Indigenous Leaders Erect Traditional ‘Watch House’ Near Kinder Morgan Pipeline Route
Local Indigenous people on Saturday erected a traditional Coast Salish Watch House near Kinder Morgan's Trans Mountain Pipeline route. Watch Houses have been used since time immemorial to guard territory from danger. This was followed by a 10,000 strong march of supporters to the site, with Indigenous leaders calling Canadian Prime Minister Justin Trudeau's approval of the pipeline "a major step backwards" in their relations and for the climate.
Will George, a Tsleil-Waututh member said, "My ancestors built Kwekwecnewtxw - 'a place to watch from' - when danger threatened our people. Danger threatens our people now, as Kinder Morgan tries to send hazardous diluted bitumen through our territory. Today we build our own watch house to protect the Salish Sea and the people who depend on it."
Kwekwecnewtxw, Protect the Inlet, was the largest-ever show of opposition to Kinder Morgan's planned expansion of the Trans Mountain pipeline and tanker project. Led by Indigenous peoples from across Canada and the United States - including the Mohawk Council of Kanesatake, Athabaska Chipewyan Nation, and Ihanktonwan Dakota and Chickasaw Nations - the march wound its way from Lake City Way Sky train Station, finishing at a rally at the Watch House site where Grand Chief Stewart Phillip called on the crowd to join him in escalating action to stop Kinder Morgan in the coming days.

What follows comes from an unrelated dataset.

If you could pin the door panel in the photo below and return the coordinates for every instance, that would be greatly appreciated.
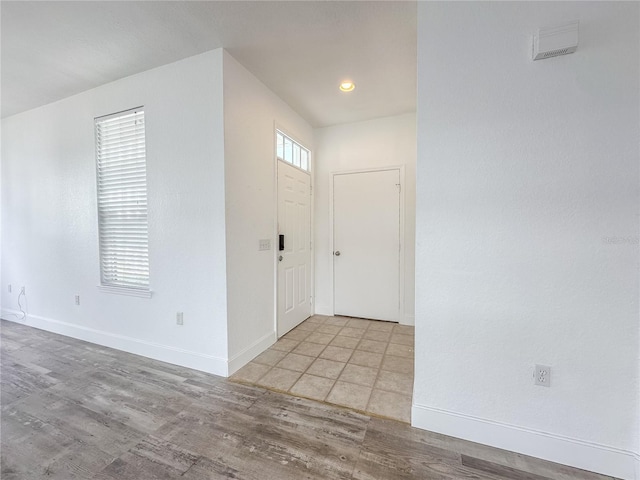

Construction of the Watch house will continue through the day and into the night, with organizers expecting to be finished by Monday. Once completed, the Watch House will be a base for ongoing opposition to the Kinder Morgan pipeline.
"Prime Minister Justin Trudeau has said we can protect the water, the coasts, and the climate while still building new tar sands pipelines like Kinder Morgan. But I came here to join with other water protectors to say that he's wrong," said Autumn Peltier, a 13-year old internationally recognized water ambassador from Wikwemikong First Nation in northern Ontario.